Background: Carotid stenosis is an important, treatable cause of stroke. Several population-based studies have shown ethnic differences in the prevalence of carotid atherosclerosis. This study was performed at a large multiethnic hospital to clarify these differences.
Methods: One thousand six carotid artery ultrasounds performed by the Department of Radiology at Los Angeles County General Hospital over a 4-year period were reviewed. Patients were classified as Caucasian (n=151), Hispanic (n=515), Black (n=173), or Asian (n=167) by self-declaration and birthplace. Carotid stenosis was defined as mild (1% to 39%), moderate (40% to 59%), severe (60% to 79%), critical (80% to 99%), or total (100%).
Results: Twenty and one-half percent of Caucasian patients had greater than 59% stenosis compared with 10.1% of Hispanics, 8.7% of Blacks, and 10.7% of Asians (P<0.001). Nine and two-tenths percent of Caucasians had greater than 79% stenosis compared with 4.3% of Hispanics, 2.9% of Blacks, and 2.8% of Asians (P<0.001). There were no significant differences in age or gender representations between ethnic groups, and the indications for ordering carotid duplex sonography also did not vary by race. Caucasians and Blacks had a higher prevalence of cardiac disease, smoking, and heavy alcohol abuse. Hispanics had higher rates of diabetes.
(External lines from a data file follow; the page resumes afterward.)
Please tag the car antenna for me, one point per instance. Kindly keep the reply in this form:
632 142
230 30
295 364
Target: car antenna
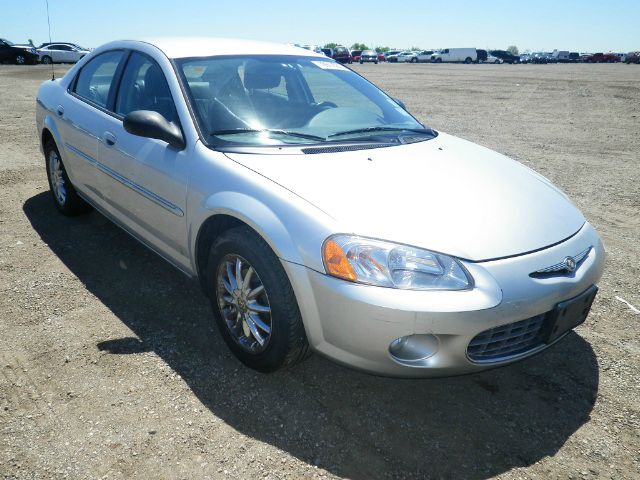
53 73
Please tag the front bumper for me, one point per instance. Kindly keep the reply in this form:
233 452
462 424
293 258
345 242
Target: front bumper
355 324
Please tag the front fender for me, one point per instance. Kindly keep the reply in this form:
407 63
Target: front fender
258 216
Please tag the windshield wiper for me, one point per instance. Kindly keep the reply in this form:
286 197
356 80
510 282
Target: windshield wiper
268 130
426 131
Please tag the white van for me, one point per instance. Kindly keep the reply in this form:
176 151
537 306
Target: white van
466 55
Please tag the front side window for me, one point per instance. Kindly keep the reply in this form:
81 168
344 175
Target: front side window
144 87
266 100
95 80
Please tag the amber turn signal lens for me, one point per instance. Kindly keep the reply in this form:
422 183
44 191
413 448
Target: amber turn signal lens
335 260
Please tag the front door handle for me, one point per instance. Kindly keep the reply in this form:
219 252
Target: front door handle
109 138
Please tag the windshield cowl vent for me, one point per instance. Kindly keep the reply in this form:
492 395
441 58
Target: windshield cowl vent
345 148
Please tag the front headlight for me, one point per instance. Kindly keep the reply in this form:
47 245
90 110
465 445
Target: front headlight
385 264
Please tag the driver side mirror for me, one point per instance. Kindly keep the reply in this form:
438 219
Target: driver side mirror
146 123
401 103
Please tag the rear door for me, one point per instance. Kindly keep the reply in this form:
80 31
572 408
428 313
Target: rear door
144 180
82 113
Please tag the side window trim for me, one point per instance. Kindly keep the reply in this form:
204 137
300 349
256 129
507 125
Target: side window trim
71 90
124 64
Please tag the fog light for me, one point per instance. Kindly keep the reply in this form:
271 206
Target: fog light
413 349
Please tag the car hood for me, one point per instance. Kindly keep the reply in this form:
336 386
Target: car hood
446 194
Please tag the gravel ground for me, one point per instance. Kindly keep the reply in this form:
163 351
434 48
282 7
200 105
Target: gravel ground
111 367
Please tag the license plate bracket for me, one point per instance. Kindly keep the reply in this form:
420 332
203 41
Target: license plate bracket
568 315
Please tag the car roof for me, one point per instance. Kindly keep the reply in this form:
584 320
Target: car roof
184 47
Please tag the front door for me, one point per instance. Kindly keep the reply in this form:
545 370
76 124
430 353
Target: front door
144 180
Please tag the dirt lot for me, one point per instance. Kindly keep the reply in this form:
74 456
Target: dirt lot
111 367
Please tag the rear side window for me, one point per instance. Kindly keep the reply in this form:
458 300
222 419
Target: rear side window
96 78
144 87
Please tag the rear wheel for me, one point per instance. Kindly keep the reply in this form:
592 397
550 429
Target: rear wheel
254 305
67 200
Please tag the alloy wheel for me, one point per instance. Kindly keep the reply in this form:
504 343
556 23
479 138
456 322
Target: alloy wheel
243 303
56 174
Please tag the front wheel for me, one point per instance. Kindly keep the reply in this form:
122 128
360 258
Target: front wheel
67 200
253 302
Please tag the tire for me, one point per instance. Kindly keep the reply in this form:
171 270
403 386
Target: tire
285 342
65 197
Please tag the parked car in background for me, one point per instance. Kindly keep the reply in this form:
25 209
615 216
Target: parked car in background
561 56
541 57
602 58
226 160
632 57
342 55
10 53
408 56
455 55
507 57
42 45
61 53
368 56
425 56
491 59
392 56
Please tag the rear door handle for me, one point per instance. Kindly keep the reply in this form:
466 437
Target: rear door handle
109 138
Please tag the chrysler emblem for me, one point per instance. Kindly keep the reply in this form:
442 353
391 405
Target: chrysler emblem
569 264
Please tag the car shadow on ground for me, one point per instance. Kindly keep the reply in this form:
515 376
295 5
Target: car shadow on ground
349 423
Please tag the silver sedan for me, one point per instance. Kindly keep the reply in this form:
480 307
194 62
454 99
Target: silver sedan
316 212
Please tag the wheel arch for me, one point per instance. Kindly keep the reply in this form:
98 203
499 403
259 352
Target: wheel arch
226 210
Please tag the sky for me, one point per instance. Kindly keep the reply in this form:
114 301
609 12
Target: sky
542 25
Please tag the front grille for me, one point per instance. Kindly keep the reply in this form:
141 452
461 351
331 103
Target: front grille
507 341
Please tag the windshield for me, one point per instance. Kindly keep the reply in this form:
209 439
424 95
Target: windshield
267 100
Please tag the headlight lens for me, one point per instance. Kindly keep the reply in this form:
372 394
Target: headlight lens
385 264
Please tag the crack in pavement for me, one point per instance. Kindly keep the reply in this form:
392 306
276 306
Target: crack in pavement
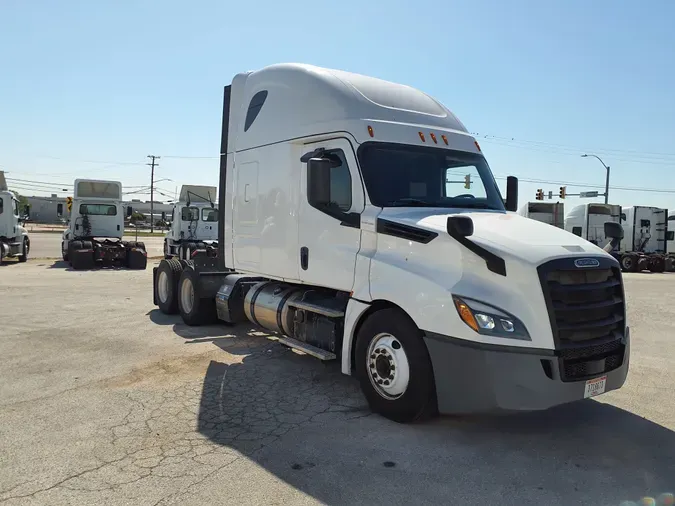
239 409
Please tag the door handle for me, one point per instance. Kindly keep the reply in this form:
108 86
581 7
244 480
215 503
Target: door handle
304 258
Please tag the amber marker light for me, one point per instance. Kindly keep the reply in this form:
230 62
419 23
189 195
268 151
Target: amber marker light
465 313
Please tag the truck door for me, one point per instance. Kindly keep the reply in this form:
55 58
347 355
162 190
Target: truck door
328 243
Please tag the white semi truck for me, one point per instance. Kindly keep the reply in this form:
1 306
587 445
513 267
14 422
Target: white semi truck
96 227
552 213
14 240
346 228
194 222
644 246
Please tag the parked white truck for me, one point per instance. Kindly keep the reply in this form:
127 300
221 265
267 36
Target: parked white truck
14 240
552 213
96 227
644 246
194 222
344 230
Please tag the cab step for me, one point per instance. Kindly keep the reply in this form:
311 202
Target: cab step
307 348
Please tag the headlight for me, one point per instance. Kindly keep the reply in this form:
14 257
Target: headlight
489 320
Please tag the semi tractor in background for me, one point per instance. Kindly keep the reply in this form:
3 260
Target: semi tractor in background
645 242
194 222
359 221
96 228
552 213
14 240
644 245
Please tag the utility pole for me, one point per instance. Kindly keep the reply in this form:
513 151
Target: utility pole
606 178
152 165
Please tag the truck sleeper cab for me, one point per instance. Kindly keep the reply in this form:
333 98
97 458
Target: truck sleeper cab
96 227
14 240
360 221
194 222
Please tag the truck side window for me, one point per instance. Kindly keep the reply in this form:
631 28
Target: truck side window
341 183
190 214
254 108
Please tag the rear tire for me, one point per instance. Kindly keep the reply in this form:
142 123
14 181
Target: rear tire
394 368
166 285
136 259
629 263
658 265
193 309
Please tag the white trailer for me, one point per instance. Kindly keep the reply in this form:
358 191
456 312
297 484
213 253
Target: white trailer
644 246
552 213
96 227
347 229
14 240
587 221
194 222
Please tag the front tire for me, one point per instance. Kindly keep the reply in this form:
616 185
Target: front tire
394 368
194 309
166 286
26 248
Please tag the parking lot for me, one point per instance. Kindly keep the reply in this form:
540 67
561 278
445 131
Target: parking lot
103 400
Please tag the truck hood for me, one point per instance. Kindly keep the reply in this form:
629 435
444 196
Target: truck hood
501 232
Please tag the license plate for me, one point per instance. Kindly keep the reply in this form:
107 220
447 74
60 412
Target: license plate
595 387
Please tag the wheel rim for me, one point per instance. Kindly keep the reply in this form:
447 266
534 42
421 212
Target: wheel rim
163 286
187 295
388 367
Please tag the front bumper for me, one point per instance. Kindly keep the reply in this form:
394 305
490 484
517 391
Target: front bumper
475 378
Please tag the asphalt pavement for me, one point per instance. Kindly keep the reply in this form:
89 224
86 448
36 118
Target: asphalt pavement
104 400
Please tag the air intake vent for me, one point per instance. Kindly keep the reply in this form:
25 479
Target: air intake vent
406 232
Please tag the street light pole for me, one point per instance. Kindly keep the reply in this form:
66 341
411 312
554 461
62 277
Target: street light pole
606 179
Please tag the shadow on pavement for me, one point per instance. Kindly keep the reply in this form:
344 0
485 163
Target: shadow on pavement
309 425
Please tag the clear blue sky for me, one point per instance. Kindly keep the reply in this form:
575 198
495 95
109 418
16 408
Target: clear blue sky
93 81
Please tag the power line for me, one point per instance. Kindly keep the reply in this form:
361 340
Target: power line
628 152
152 165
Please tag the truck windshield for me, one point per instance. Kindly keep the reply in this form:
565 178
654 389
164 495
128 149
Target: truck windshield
419 176
209 214
98 209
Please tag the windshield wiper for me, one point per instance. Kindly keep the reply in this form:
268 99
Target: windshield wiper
411 202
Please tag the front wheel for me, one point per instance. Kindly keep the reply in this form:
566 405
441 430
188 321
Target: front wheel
394 369
24 252
194 309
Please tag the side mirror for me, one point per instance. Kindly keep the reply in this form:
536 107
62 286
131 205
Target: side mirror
459 226
511 203
318 180
613 230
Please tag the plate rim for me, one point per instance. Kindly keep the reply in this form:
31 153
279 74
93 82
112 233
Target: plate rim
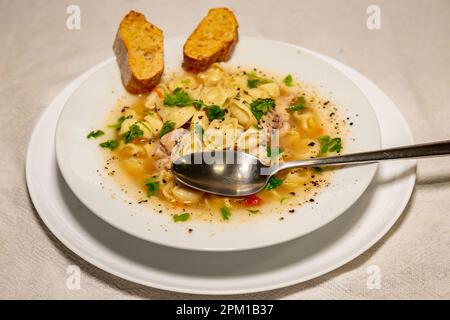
409 182
372 168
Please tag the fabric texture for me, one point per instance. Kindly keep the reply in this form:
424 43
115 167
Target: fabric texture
408 58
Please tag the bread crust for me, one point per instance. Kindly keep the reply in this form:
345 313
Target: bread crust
129 79
195 64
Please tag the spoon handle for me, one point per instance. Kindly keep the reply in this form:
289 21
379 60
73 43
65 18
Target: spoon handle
414 151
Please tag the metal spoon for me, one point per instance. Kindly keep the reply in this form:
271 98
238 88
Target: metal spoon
234 173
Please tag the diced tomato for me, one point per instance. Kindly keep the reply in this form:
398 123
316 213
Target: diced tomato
252 200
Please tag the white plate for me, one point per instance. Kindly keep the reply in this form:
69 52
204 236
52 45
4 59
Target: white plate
222 273
80 159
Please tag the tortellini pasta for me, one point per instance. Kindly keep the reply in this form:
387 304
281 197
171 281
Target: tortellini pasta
218 110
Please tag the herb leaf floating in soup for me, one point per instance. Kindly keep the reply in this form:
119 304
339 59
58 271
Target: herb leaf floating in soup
152 187
218 109
300 104
274 182
288 80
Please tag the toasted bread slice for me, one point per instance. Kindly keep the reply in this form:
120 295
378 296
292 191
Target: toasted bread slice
213 40
139 51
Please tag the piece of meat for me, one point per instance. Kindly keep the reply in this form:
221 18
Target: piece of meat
139 52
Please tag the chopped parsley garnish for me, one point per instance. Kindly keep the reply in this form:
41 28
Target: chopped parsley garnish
166 128
274 152
330 145
214 112
254 81
288 80
274 182
260 107
300 104
95 134
110 144
198 130
133 133
179 98
118 125
181 217
152 187
254 211
225 212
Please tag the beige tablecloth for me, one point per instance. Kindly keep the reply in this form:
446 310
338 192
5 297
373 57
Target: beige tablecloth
409 58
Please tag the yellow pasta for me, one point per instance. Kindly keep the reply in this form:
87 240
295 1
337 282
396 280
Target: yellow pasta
220 109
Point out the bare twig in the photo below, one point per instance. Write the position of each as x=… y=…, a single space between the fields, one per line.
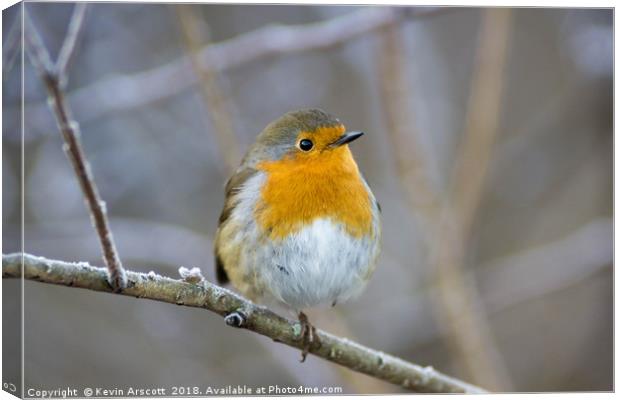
x=457 y=298
x=411 y=162
x=11 y=46
x=195 y=34
x=52 y=77
x=70 y=42
x=461 y=307
x=140 y=89
x=258 y=319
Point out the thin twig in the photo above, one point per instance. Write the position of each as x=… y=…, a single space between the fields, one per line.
x=411 y=162
x=175 y=77
x=70 y=132
x=11 y=46
x=71 y=38
x=258 y=319
x=461 y=306
x=457 y=298
x=195 y=34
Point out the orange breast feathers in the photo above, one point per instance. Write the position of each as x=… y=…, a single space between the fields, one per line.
x=300 y=189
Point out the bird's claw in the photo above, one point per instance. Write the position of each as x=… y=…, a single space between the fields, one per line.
x=308 y=334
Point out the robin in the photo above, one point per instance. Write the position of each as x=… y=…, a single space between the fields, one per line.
x=300 y=225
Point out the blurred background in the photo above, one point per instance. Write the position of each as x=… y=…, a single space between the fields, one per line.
x=488 y=142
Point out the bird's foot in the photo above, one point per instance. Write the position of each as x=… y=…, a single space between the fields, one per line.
x=308 y=334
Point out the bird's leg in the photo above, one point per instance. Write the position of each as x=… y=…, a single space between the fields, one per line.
x=308 y=334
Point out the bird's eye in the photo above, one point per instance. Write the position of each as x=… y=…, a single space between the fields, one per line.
x=305 y=144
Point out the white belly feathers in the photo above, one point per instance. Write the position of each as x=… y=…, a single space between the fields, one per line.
x=320 y=264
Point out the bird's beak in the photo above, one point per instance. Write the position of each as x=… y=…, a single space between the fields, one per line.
x=346 y=138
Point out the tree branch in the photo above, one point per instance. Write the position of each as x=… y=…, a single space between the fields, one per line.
x=257 y=319
x=142 y=88
x=463 y=311
x=53 y=76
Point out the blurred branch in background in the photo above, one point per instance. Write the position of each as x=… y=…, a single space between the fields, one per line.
x=509 y=281
x=458 y=300
x=258 y=319
x=195 y=34
x=411 y=162
x=462 y=310
x=11 y=47
x=140 y=89
x=54 y=77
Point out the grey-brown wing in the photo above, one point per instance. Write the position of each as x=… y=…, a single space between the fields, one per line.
x=233 y=186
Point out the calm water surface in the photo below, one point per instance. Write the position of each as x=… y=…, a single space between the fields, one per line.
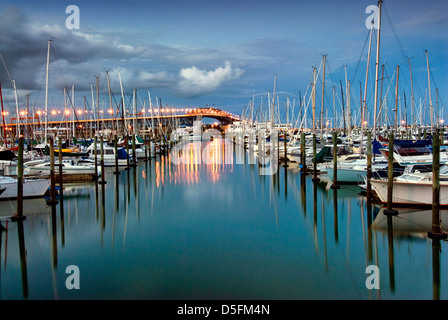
x=222 y=231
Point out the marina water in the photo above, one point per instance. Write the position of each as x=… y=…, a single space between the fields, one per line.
x=162 y=230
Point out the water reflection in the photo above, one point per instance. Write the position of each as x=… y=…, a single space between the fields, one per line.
x=165 y=230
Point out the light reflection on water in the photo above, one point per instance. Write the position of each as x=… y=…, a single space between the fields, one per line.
x=217 y=231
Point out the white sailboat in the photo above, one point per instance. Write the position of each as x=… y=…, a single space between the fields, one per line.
x=32 y=188
x=413 y=188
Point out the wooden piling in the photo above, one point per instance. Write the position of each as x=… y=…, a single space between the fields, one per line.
x=335 y=161
x=436 y=231
x=95 y=152
x=315 y=178
x=146 y=148
x=61 y=193
x=116 y=154
x=103 y=179
x=134 y=156
x=302 y=152
x=285 y=152
x=390 y=181
x=127 y=152
x=52 y=200
x=369 y=164
x=19 y=214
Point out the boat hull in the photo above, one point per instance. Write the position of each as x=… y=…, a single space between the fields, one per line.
x=31 y=188
x=405 y=193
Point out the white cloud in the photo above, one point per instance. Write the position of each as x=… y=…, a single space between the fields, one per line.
x=194 y=81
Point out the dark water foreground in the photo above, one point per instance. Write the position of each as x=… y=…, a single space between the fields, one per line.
x=217 y=231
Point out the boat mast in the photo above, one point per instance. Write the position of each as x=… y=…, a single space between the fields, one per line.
x=396 y=101
x=377 y=68
x=3 y=117
x=363 y=106
x=314 y=100
x=110 y=99
x=46 y=90
x=431 y=107
x=412 y=93
x=134 y=111
x=17 y=109
x=322 y=104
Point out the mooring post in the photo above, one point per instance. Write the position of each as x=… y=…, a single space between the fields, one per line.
x=369 y=164
x=286 y=154
x=52 y=200
x=103 y=180
x=315 y=178
x=19 y=214
x=61 y=193
x=96 y=157
x=127 y=152
x=335 y=161
x=302 y=152
x=390 y=174
x=134 y=156
x=116 y=154
x=436 y=231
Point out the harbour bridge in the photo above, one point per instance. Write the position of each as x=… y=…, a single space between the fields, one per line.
x=169 y=117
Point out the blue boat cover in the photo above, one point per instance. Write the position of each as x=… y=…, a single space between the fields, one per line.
x=122 y=154
x=414 y=143
x=376 y=146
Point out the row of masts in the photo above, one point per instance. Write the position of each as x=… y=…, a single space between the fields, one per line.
x=380 y=115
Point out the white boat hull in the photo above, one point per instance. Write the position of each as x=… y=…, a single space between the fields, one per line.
x=409 y=193
x=31 y=188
Conclusions: These results indicate that significant differences in the degree of carotid stenosis exist among ethnic groups. Caucasian patients in our series showed a statistically higher likelihood of having a severe or critical level of stenosis. These findings may have implications for the allocation of health care resources as ethnic minorities compose a greater proportion of the population.